If a questionnaire asks me what my hobbies are I list writing. I enjoy other things like spending time with my family, playing with my kids, visiting with our backyard chickens and those sorts of things. But as long as I can remember I liked to create stories. Before I could write a sentence I would create worlds with my toy cars. Later in my life when I didn’t have any real friends to speak of I would retreat to my room and enter into the worlds I created with Matchbox and Hot Wheels. Toy spaceships were hard to come by back then. I used toy airplanes, bottle caps, a hairbrush, and whatever else suited me. The thing I liked the most was the escape from reality that making up stories gave me. At night after bedtime I could stretch my imagination more quietly telling stories like a radio narrative to myself. Without toys for props my stories could be more about adventures. But spacecraft often played in. By junior high school I was writing stories in longhand on lined paper. Character development was secondary to a good exploit. But I was writing stories. I was a writer.
I have several short stories I have written over the years. I am writing the a complete revision of my novel Icarus now. And for a long time I have wanted to participate in National Novel Writing Month. Called NaNoWriMo by most people, this takes place every November. Writers are encouraged to spend the month writing a novel which by some definitions is 50,000 words. My first draft of Icarus was 57 thousand something. And it took over a year to write. But I thought what fun this could be. I decided to go for it. To help commit myself I changed my Facebook picture to the NaNoWriMo logo and announced that I was going to try for it. Friends congratulated me. And I had a story in mind that I started years ago. The Christmas song “Do you hear what I Hear?” has always intrigued me. I have imagined that there is some inspiring backstory with this song and I have wanted to write this story for the every Christmas for the past decade or so. I figured it was time.
Tuesday morning, the first of November I got up at my usual writing time. I fire up my little laptop. The IBM Thinkpad® has no internet. I am used to the configuration and feel of the keys. When we moved to this new house I set up a writing space with this laptop plugged in and set up there. That morning I wrote 679 words. That is about what my Roadwalker blog has each Monday. The target word count per day is just under 1700 words to be able to reach 50,000 in 30 days. So the next morning I got up at four.
I felt like such a writer. I am up hours before dawn. I am going to write my novel. I am a writer.
My laptop wouldn’t boot. It had died. I went back to bed. As far as I was concerned the novel was off. Everything I ever wanted to write again was off. I was no longer a writer and nothing was worth anything anymore and I would never feel joy again for as long as I lived. I really felt like that. I changed my Facebook picture to a scowling Wile E Coyote. I crumpled and threw away my 30 day calendar with and plan.

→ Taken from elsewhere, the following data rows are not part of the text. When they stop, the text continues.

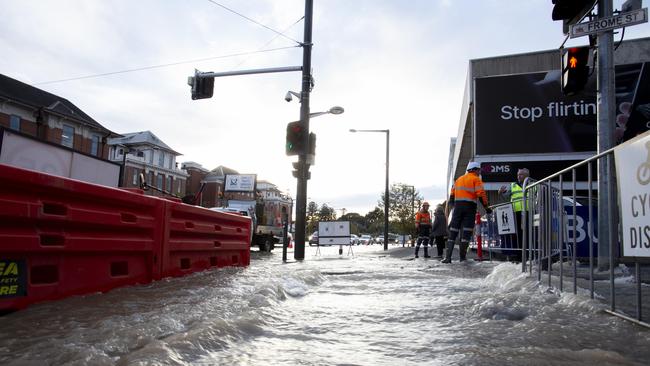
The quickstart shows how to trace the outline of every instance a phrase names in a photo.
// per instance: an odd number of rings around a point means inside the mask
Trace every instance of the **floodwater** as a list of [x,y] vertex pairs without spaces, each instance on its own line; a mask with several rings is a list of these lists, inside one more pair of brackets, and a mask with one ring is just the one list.
[[[2,365],[647,365],[650,331],[510,263],[252,253],[0,318]],[[289,258],[293,254],[289,253]]]

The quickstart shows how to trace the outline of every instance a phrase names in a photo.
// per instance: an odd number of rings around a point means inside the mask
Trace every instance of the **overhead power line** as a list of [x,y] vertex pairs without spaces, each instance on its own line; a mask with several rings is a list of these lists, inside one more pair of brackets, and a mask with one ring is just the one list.
[[120,70],[120,71],[105,72],[105,73],[101,73],[101,74],[92,74],[92,75],[78,76],[78,77],[68,78],[68,79],[59,79],[59,80],[42,81],[42,82],[34,83],[34,84],[32,84],[32,85],[54,84],[54,83],[62,83],[62,82],[65,82],[65,81],[74,81],[74,80],[82,80],[82,79],[98,78],[98,77],[109,76],[109,75],[126,74],[126,73],[129,73],[129,72],[136,72],[136,71],[143,71],[143,70],[152,70],[152,69],[160,69],[160,68],[163,68],[163,67],[170,67],[170,66],[177,66],[177,65],[182,65],[182,64],[189,64],[189,63],[192,63],[192,62],[201,62],[201,61],[216,60],[216,59],[229,58],[229,57],[237,57],[237,56],[252,55],[252,54],[256,54],[256,53],[264,53],[264,52],[279,51],[279,50],[285,50],[285,49],[296,48],[296,47],[300,47],[300,46],[278,47],[278,48],[270,48],[270,49],[266,49],[266,50],[258,50],[258,51],[250,51],[250,52],[233,53],[233,54],[230,54],[230,55],[222,55],[222,56],[214,56],[214,57],[197,58],[197,59],[193,59],[193,60],[179,61],[179,62],[172,62],[172,63],[168,63],[168,64],[160,64],[160,65],[152,65],[152,66],[143,66],[143,67],[138,67],[138,68],[134,68],[134,69],[127,69],[127,70]]
[[[298,20],[296,20],[295,22],[293,22],[293,24],[291,24],[290,26],[288,26],[284,31],[282,31],[282,33],[284,34],[286,31],[288,31],[289,29],[293,28],[294,25],[300,23],[300,21],[303,20],[303,19],[305,19],[305,17],[304,17],[304,16],[301,16],[300,19],[298,19]],[[266,47],[266,46],[270,45],[271,43],[273,43],[273,41],[275,41],[278,37],[280,37],[280,35],[279,35],[279,34],[276,34],[275,36],[273,36],[273,38],[271,38],[268,42],[266,42],[266,43],[265,43],[262,47],[260,47],[260,48],[261,48],[261,49],[264,49],[264,47]],[[239,66],[243,65],[243,64],[244,64],[248,59],[250,59],[250,57],[247,57],[247,58],[241,60],[241,61],[237,64],[237,66],[235,66],[235,67],[239,67]]]
[[[286,39],[288,39],[288,40],[290,40],[290,41],[293,41],[293,42],[296,42],[297,44],[302,45],[302,43],[296,41],[295,39],[293,39],[293,38],[291,38],[291,37],[289,37],[289,36],[287,36],[286,34],[284,34],[284,33],[282,33],[282,32],[278,32],[278,31],[276,31],[275,29],[270,28],[270,27],[268,27],[268,26],[266,26],[266,25],[264,25],[264,24],[262,24],[262,23],[256,21],[255,19],[251,19],[251,18],[247,17],[246,15],[244,15],[244,14],[242,14],[242,13],[239,13],[239,12],[236,12],[235,10],[230,9],[229,7],[227,7],[227,6],[225,6],[225,5],[219,4],[218,2],[216,2],[216,1],[214,1],[214,0],[208,0],[208,1],[211,2],[211,3],[213,3],[214,5],[217,5],[217,6],[221,7],[221,8],[223,8],[223,9],[225,9],[225,10],[228,10],[229,12],[231,12],[231,13],[233,13],[233,14],[237,14],[237,15],[239,15],[240,17],[242,17],[242,18],[244,18],[244,19],[246,19],[246,20],[248,20],[248,21],[251,21],[251,22],[257,24],[257,25],[259,25],[260,27],[266,28],[266,29],[270,30],[271,32],[273,32],[273,33],[275,33],[275,34],[277,34],[277,35],[279,35],[279,36],[282,36],[282,37],[284,37],[284,38],[286,38]],[[302,18],[301,18],[301,19],[302,19]]]

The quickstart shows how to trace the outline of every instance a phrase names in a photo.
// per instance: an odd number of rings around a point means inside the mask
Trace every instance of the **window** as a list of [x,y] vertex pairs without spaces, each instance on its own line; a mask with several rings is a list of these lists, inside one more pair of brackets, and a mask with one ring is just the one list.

Prajna reminded me that I could use one of the family laptops. I knew that, but it wasn’t the same. The mojo I got from my very own laptop was gone. I went to work as usual and finally began to calm down. I thought about an iconic scene in the move Chariots of Fire when Eric Liddle is running a race. He gets knocked to the ground and everyone is sure he has lost. Then in slow motion with a majestic Vangelis music score behind him, Liddle gets to his feet and begins running again. And he wins the race.
So I suffered a setback. The question isn’t who doesn’t. The question is: what now? So the next morning I got up at four again and wrote 1531 words. The next day I wrote 1792. At the end of four days I had 4001 words. Not the daily average I needed to attain 50k by the end of the month, but still something. I changed my profile picture back.

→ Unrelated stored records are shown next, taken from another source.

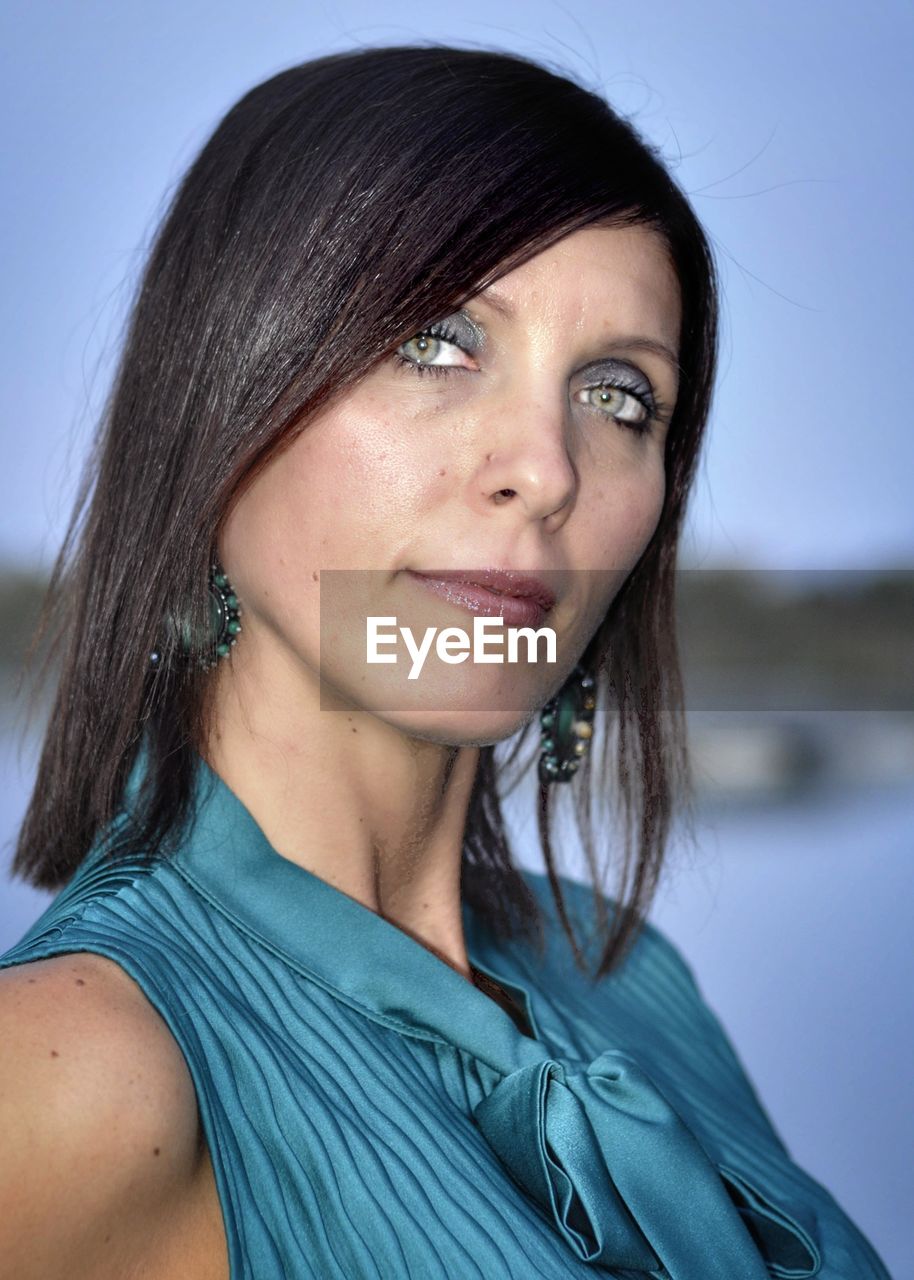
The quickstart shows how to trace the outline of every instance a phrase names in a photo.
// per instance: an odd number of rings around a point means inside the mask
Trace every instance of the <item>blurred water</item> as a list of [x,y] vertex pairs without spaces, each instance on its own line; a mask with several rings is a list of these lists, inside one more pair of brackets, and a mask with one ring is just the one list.
[[[48,901],[7,878],[32,768],[0,732],[0,951]],[[651,918],[691,964],[794,1159],[892,1274],[909,1274],[914,787],[706,808],[698,836],[697,852],[671,850]],[[522,861],[531,849],[528,836]]]
[[911,1275],[914,787],[705,813],[651,918],[797,1163]]

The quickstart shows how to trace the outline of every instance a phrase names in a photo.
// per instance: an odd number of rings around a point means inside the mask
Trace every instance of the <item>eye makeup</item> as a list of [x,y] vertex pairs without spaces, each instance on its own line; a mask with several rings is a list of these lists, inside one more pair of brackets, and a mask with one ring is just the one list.
[[[459,347],[464,354],[469,356],[477,356],[482,351],[486,341],[482,326],[464,310],[455,311],[434,324],[426,325],[425,328],[417,331],[414,338],[409,341],[415,342],[420,338],[431,338],[437,339],[439,342],[450,343]],[[407,344],[404,343],[402,345],[406,346]],[[430,361],[415,360],[399,352],[398,360],[401,365],[408,366],[420,374],[434,373],[446,376],[455,368],[452,364],[435,364]],[[637,424],[642,429],[646,429],[652,421],[665,420],[666,408],[658,400],[650,379],[637,365],[633,365],[627,360],[606,357],[602,360],[591,361],[577,370],[573,376],[573,383],[576,384],[574,392],[576,399],[581,392],[596,391],[603,387],[627,393],[631,398],[638,401],[645,412],[645,419],[642,423]],[[579,401],[579,403],[584,402]],[[628,423],[628,425],[634,427],[636,424]]]
[[455,311],[435,324],[422,330],[433,338],[443,338],[445,342],[454,342],[469,356],[477,355],[485,345],[485,334],[475,320],[465,311]]
[[597,360],[579,369],[574,380],[581,386],[593,387],[605,382],[614,387],[621,387],[623,391],[629,391],[633,396],[637,396],[651,413],[657,410],[654,388],[650,381],[640,369],[626,360]]

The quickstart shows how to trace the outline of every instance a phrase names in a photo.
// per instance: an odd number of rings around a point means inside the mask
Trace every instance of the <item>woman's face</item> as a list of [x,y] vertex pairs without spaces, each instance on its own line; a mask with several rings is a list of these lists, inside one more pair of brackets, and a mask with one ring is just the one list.
[[[515,732],[654,532],[679,328],[675,271],[644,227],[573,232],[455,315],[429,316],[425,337],[405,335],[319,411],[232,508],[220,553],[244,608],[233,674],[277,713],[319,699],[432,741]],[[555,664],[523,646],[515,663],[448,663],[433,639],[409,679],[399,628],[420,645],[431,627],[472,641],[474,626],[410,571],[489,568],[552,589],[536,625],[555,632]],[[376,652],[396,662],[368,662],[368,617],[387,619],[375,625],[396,643]],[[507,656],[492,639],[488,652]]]

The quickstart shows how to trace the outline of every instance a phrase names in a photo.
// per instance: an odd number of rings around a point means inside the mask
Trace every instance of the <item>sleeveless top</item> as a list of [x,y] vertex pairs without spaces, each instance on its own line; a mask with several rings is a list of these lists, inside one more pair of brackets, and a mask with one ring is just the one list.
[[[277,853],[202,760],[194,805],[167,856],[99,841],[0,968],[86,951],[139,984],[193,1079],[231,1280],[890,1280],[655,926],[595,983],[545,875],[522,873],[542,956],[464,904],[531,1037]],[[562,883],[595,944],[590,889]]]

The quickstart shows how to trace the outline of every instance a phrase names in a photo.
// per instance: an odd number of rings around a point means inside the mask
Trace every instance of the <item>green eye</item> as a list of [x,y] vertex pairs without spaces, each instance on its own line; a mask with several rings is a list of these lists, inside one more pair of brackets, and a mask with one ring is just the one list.
[[579,404],[599,409],[608,418],[635,431],[647,431],[651,421],[651,408],[632,391],[602,383],[596,387],[584,387],[575,395]]
[[414,338],[401,345],[400,351],[407,360],[415,360],[416,364],[434,364],[444,345],[434,334],[417,333]]
[[397,348],[400,362],[416,373],[446,374],[453,369],[466,369],[468,355],[459,336],[444,325],[421,329]]

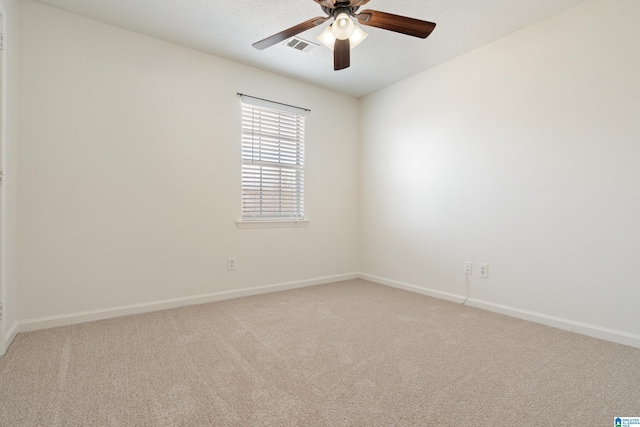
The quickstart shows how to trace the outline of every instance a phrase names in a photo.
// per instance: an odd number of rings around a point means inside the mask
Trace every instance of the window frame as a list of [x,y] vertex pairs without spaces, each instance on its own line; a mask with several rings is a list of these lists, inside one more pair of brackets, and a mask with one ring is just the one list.
[[307,111],[242,96],[238,228],[309,224],[304,204]]

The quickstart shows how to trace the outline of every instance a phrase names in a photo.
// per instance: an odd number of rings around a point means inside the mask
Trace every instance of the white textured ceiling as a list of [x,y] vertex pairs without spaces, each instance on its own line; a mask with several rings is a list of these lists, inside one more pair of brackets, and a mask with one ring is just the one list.
[[[361,97],[586,0],[371,0],[374,9],[435,22],[426,40],[363,27],[351,67],[332,52],[251,44],[324,15],[313,0],[40,0],[79,15]],[[300,37],[316,41],[314,28]]]

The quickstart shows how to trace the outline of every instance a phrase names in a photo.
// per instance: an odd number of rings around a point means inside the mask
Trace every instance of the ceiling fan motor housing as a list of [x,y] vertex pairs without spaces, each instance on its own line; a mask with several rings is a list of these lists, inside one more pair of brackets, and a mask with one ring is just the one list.
[[327,6],[321,6],[321,7],[324,13],[326,13],[329,16],[333,16],[334,18],[340,15],[341,13],[346,13],[349,16],[355,16],[358,9],[360,9],[360,6],[353,6],[353,7],[349,6],[349,2],[338,2],[336,3],[335,7],[332,9],[328,8]]

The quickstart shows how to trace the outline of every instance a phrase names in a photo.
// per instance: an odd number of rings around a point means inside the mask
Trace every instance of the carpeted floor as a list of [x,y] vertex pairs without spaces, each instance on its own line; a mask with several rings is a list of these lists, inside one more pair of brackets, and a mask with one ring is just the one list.
[[1,426],[612,426],[640,350],[363,280],[20,334]]

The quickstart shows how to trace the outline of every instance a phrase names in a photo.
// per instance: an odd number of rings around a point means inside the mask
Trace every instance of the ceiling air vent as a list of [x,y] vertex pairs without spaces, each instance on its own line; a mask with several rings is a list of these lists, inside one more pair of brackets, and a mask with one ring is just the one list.
[[299,50],[300,52],[306,53],[309,53],[313,49],[320,46],[319,44],[310,42],[309,40],[301,39],[299,37],[290,38],[289,40],[284,42],[284,45],[290,47],[291,49]]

Then the next day I wrote nothing. And the day after that the same. It’s all good. I don’t think I can handle getting up at four every morning;. I work until 10 at night. I just need more sleep. But I’ve taken it on. And most important to me, I got back up after a setback. When the story is done I’ll let you know. When, not if, it is done.
Now I’m outside a Starbucks on a rainy Monday morning polishing up this entry before posting it. It’s a cold rainy day and I’m drinking coffee outside a café. Novel or not, I feel like a writer today.